Why Kate and not me? It sh
ould have been me. It should have been…
Emily stood up and felt the room sway around her. She had to get out of the house. She had to do something.
She had to see Craig Morley for herself.
Chapter Ten
She called in sick, said she was coming down with the flu, but her boss’s dull voice on the other end of the line told her exactly what he was thinking: she was taking Monday off, a nice three-day weekend for her. Emily couldn’t have cared less.
While she was jostled about on the train heading to Morley’s estate, her mind flashed back to a conversation she’d had with her mother a few years before. They had been sitting in the conservatory overlooking the garden, with a teapot and a plate of biscuits between them. During these occasional visits, where the sound of crunching custard creams usually outweighed their dialogue, her mother had asked, ‘Do you ever hear much from Jack?’
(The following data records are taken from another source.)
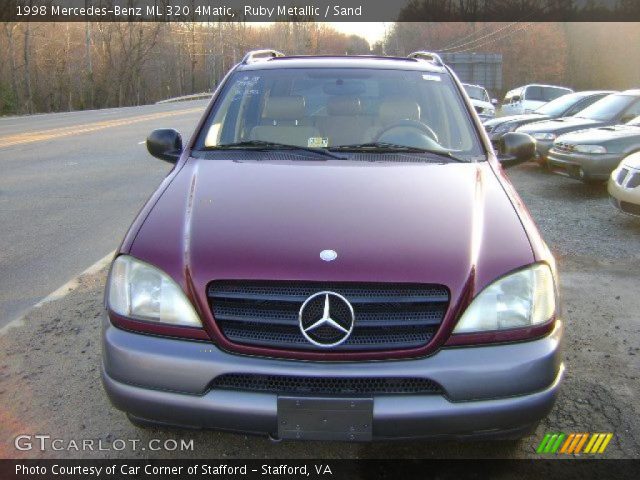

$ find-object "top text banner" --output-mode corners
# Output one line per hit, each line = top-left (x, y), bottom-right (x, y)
(0, 0), (640, 22)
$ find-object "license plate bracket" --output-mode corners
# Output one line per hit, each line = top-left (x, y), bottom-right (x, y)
(278, 396), (373, 442)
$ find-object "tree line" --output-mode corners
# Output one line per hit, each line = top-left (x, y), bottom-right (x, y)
(0, 21), (640, 115)
(0, 22), (370, 114)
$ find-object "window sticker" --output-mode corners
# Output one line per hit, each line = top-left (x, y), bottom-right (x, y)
(307, 137), (329, 148)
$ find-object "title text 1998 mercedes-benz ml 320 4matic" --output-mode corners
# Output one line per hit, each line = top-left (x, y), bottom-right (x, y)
(103, 50), (564, 441)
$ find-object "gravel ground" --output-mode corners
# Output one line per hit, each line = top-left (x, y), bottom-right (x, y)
(0, 165), (640, 459)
‘Jack? Every now and then. He sends cards at Christmas, that sort of thing. You?’
‘He still remembers my birthday. And your father’s.’
A pregnant pause followed, but Emily could almost feel her mother’s need to discuss him further, to pick at the scab without reopening the wound. It was dangerous territory, of course. If either one of them dropped their defences and began down memory lane, they would both be in floods of tears before long.
Eventually, Emily relented. ‘I don’t think he ever got over what happened.’
Her mother’s lips unglued with a small, wet sound. ‘How could he? How could any of us? It wasn’t like she was sick or had an accident. How can you properly begin to grieve knowing that someone out there got away with murder? You know, some days I just sit down and turn that over in my head, or I wake up wondering what that person is doing, whether they ever think about her.’ She turned her head slightly toward Emily and then regarded her from the corner of her eye. Casually, as though discussing an increase in the price of bread rather than her daughter’s murder, she asked, ‘What do you think?’